Sous couvert d’un accès à un droit fondamental d’accéder à l’énergie (ici le nucléaire civil que d’aucun pense aisément transférable vers un usage militaire), l’Iran a initié le grand public à son corps défendant (quoique ?) à un nouveau modèle de guerre entre Etats-Nations.

Finie la bombinette atomique portable de 20 kilotonnes (environ un millième de la puissance d’Hiroshima) surnommée « Davy Crockett » par les américains. Inutile la bombe génocidaire thermonucléaire (1000 fois Hiroshima) qui fit regretter à Kroutschev lui-même (c’est dire !) d’en avoir autorisé le développement malgré l’opposition de Sakharov notamment, ainsi que le relate Georges Charpak (Feu follet et champignon nucléaire, éditions Odile Jacob).

Non, aujourd’hui on parle de guerre cybernétique. Ainsi, le ver Stuxnet a-t-il mis en émoi les spécialistes de la sécurité informatique du monde entier, en réussissant à pénétrer le programme nucléaire iranien. D’autant que sa sophistication ne pourrait pas être le fait d’un geek anarchiste ou plus prosaïquement vénal, ou bien d’une bande organisée de criminels mafieux mais d’une ou plusieurs équipes d’experts soutenues par des états.

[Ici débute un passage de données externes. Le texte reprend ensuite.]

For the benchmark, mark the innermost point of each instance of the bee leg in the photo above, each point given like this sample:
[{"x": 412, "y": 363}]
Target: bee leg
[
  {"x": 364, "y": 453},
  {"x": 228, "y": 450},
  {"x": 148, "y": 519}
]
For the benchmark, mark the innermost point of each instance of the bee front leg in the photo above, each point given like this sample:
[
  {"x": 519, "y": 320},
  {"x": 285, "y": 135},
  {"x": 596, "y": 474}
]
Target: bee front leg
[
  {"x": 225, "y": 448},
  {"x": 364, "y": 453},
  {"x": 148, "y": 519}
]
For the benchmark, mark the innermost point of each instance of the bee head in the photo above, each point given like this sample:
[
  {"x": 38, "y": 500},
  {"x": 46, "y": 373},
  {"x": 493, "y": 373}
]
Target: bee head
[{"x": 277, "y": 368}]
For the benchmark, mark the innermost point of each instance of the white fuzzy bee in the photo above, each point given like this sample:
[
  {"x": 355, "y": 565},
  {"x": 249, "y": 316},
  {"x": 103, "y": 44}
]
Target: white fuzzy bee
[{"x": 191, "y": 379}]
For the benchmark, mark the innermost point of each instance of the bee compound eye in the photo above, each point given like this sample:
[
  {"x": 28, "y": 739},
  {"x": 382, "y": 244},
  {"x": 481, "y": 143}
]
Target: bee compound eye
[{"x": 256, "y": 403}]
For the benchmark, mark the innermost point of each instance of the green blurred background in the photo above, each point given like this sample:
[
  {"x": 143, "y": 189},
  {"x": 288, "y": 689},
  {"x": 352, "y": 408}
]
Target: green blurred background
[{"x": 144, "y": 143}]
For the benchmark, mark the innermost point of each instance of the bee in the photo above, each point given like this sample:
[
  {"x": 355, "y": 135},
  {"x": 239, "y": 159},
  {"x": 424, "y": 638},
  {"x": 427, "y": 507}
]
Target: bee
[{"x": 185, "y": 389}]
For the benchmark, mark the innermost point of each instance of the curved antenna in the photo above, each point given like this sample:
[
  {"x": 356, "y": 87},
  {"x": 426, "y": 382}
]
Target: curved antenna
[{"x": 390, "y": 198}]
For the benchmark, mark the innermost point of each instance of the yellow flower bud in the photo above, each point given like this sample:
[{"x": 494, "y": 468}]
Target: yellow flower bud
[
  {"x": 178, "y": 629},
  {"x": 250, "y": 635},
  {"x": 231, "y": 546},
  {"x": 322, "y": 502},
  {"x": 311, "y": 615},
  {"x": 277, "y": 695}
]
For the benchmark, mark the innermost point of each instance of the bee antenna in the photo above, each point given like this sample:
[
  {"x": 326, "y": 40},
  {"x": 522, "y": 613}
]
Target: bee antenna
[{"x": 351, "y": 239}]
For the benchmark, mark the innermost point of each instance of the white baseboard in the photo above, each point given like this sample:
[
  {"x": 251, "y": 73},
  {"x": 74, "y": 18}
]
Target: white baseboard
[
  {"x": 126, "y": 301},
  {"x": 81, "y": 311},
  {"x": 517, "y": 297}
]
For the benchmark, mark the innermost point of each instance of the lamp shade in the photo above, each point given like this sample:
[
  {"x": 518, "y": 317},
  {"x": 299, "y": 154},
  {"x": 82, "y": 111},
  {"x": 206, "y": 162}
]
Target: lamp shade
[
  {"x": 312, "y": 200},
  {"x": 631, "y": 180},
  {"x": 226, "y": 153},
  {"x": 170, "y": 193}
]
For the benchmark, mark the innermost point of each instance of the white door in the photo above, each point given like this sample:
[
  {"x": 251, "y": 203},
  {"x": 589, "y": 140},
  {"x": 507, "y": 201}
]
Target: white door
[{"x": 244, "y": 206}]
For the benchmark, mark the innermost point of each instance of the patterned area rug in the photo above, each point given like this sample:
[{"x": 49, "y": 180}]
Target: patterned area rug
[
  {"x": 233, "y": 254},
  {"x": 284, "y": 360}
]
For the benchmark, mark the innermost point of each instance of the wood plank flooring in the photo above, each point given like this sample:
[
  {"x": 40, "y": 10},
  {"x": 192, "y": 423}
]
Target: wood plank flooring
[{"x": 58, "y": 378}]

Vite, un antibiotique pour mon Cloud !
Avec la multiplication et l’ampleur sans précédent de telles attaques comme l’actualité récente nous le montre (notre ministère des finances à Bercy, des agences gouvernementales en Corée du Sud, le Comité International Olympique, l’ONU et les Etats-Unis, etc), une question alors me hante. Et le cloud la-dedans : quelles menaces intrinsèques fait-il porter sur la mémoire des individus, des entreprises, des états et par extension, à l’Humanité toute entière ?

Crédit Igor Zenin

Le train est en marche

Il ne se passe pas un jour, que dis-je, une heure, sans qu’un papier d’opinion plus ou moins argumenté ne fasse l’apologie de « la convergence des machines vers La Machine » comme l’anticipait le journaliste Pierre Berger (L’informatique libère l’humain, éditions L’Harmattant).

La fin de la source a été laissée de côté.